Beside the fire escape of an office tower's side entrance, two men in suits stood face to face. The alley was narrow, the walls close enough to touch on both sides. Their voices were low, swallowed by the hum of the air conditioning units overhead.

One pulled a kraft-paper envelope out of his briefcase. It was so thick the tape sealing the flap was straining. The paper was worn at the corners, handled too many times, passed between too many hands before arriving here.

"Inside here are the other company's bidding floor prices and client quote ranges for the next three quarters. Combine that with the supply chain quote details you brought out from inside, and in the next round of bidding they won't even have their underwear left."

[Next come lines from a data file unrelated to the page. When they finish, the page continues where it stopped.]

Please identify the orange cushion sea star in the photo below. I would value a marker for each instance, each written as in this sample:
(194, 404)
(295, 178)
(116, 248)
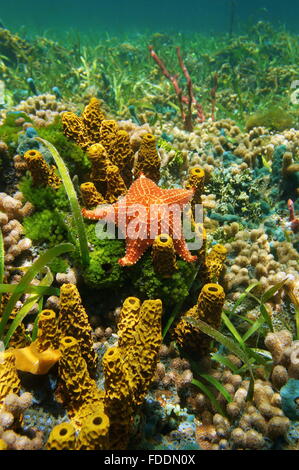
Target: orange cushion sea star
(149, 209)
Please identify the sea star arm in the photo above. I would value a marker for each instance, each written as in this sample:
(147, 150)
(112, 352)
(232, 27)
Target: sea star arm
(134, 251)
(182, 250)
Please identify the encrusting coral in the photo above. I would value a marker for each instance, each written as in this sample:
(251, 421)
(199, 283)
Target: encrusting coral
(43, 109)
(84, 130)
(12, 211)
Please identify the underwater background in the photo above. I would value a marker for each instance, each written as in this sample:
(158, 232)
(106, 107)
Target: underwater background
(112, 343)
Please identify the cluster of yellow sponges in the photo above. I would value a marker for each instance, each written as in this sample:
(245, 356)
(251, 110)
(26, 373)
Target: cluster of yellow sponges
(129, 367)
(208, 309)
(109, 149)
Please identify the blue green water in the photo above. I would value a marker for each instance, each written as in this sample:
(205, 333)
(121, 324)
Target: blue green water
(136, 15)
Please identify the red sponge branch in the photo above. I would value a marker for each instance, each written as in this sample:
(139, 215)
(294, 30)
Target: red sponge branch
(183, 100)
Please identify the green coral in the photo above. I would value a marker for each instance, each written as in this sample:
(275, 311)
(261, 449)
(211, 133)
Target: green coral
(103, 272)
(44, 197)
(72, 154)
(45, 226)
(170, 290)
(59, 265)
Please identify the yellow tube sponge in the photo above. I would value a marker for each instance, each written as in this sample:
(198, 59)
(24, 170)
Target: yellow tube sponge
(127, 321)
(73, 321)
(141, 359)
(208, 309)
(74, 129)
(148, 161)
(163, 254)
(130, 366)
(94, 434)
(92, 118)
(196, 181)
(9, 380)
(117, 401)
(108, 135)
(62, 437)
(43, 353)
(77, 390)
(115, 184)
(98, 157)
(41, 172)
(47, 335)
(91, 197)
(122, 155)
(215, 262)
(3, 445)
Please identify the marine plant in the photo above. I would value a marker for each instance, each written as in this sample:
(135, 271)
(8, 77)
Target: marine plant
(24, 286)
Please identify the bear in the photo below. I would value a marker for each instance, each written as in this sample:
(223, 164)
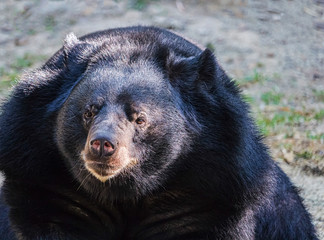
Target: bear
(138, 133)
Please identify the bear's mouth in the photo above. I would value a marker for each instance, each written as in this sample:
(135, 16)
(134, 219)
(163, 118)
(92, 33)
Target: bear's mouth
(104, 169)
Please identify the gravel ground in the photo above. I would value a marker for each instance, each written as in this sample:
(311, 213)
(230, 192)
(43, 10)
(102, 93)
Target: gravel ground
(277, 42)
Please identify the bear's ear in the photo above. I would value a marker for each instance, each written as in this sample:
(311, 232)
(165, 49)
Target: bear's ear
(193, 71)
(70, 42)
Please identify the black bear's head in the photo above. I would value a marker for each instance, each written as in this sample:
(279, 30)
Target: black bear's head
(125, 121)
(124, 110)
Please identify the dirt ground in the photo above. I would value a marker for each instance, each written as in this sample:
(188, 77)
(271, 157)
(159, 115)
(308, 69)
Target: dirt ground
(273, 48)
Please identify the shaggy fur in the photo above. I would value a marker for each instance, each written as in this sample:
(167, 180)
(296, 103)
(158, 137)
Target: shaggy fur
(137, 133)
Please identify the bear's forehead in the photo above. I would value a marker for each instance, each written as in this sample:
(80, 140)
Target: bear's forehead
(142, 84)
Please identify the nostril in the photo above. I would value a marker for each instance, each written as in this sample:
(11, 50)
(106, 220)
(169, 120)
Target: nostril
(95, 144)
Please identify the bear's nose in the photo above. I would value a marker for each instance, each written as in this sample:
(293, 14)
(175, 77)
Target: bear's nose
(102, 147)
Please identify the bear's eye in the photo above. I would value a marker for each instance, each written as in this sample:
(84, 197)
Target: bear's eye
(88, 115)
(141, 120)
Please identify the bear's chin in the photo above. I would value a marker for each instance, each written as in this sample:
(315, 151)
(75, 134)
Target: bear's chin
(106, 170)
(102, 174)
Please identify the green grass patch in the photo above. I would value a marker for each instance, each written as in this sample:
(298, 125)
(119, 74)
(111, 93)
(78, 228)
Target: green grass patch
(269, 122)
(139, 4)
(271, 98)
(319, 115)
(306, 155)
(256, 77)
(319, 95)
(313, 136)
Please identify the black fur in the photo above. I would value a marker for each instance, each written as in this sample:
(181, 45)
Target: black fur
(192, 164)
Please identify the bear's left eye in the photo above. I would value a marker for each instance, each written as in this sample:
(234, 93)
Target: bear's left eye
(141, 120)
(88, 115)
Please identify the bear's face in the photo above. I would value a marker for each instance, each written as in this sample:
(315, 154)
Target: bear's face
(122, 124)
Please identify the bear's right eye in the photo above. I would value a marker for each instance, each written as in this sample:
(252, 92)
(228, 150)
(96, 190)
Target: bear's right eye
(88, 115)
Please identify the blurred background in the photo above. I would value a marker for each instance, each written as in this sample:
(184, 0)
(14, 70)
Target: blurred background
(274, 49)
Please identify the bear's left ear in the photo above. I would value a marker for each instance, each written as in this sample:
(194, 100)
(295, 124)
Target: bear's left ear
(193, 70)
(70, 42)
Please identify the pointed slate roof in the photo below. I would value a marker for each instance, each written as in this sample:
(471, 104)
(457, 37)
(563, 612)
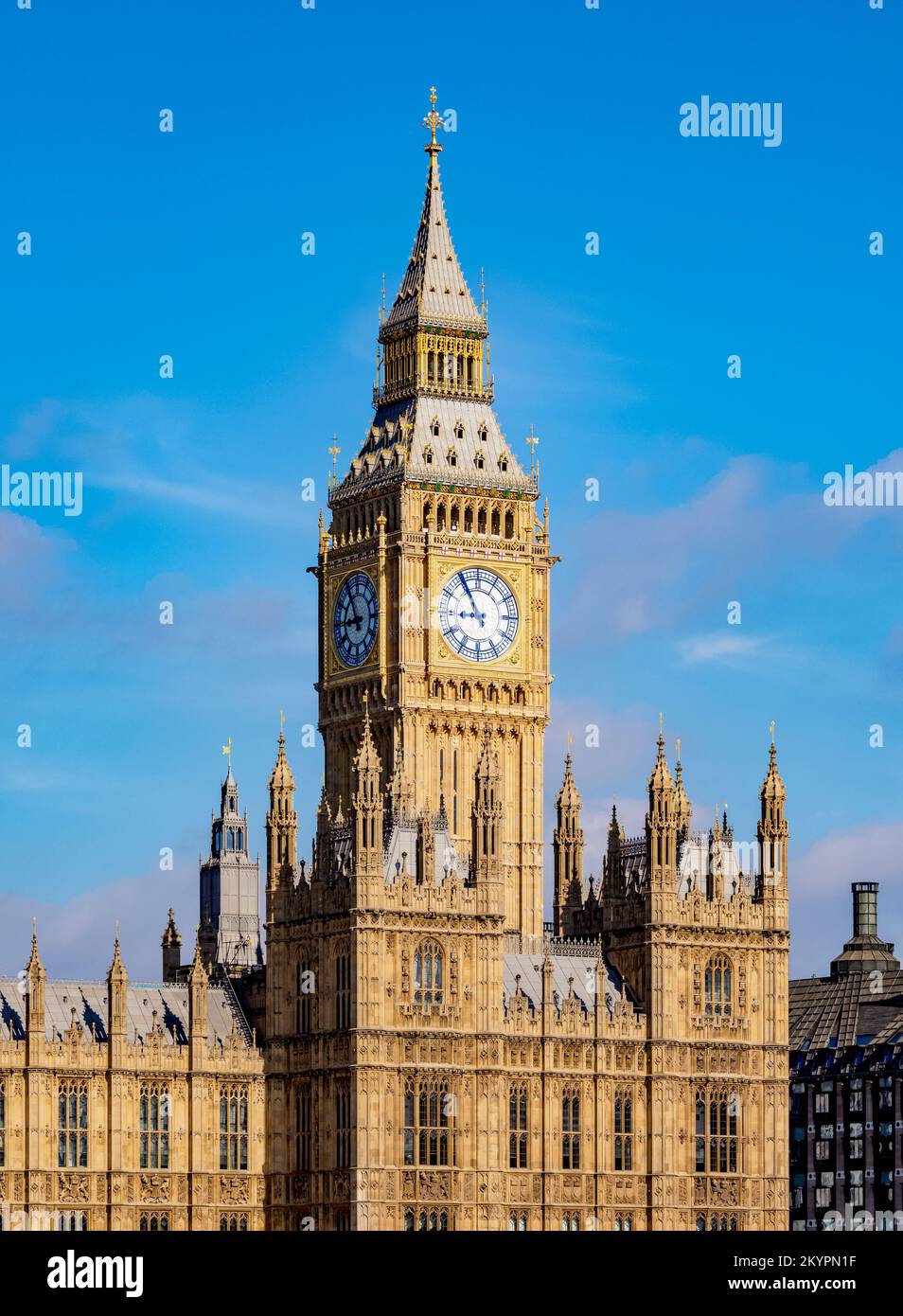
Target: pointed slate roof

He held the envelope out. The other man took it. His fingers closed around the paper, and for a moment neither of them moved. The weight of the envelope was the weight of every confidential document that had ever changed hands in an alley like this one.

"That supply chain quote detail is still missing the schedules for three suppliers. But that can be filled in."

"After you fill it in, contact this number directly."

The number was written on a scrap of paper no bigger than a receipt. It had been folded twice. The ink was starting to smudge from the moisture in the air. A number like that was worth more than what was inside the envelope. A number like that was a direct line to someone who could make things happen.

The camera above the fire-escape door had its lens covered by a piece of chewing gum. The gum was still soft, pressed into place less than an hour ago. Someone had stood right here, looked up at the red blinking light, and decided it needed to go blind before the envelope changed hands.

They slipped out of the fire escape one after the other, rounded the alley mouth, and dissolved into the main street crowd. Their footsteps were quick, purposeful, swallowed by the noise of the city. One turned left toward the subway entrance. The other turned right and vanished behind a row of parked delivery vans.

The alley went quiet. Only the camera above the fire-escape door was still lit, its red indicator light blurring into a small halo in the damp air. The chewing gum held. The lens saw nothing. By the time anyone checked the footage, the transaction would be hours old, the data already in someone else's hands, the bid already lost.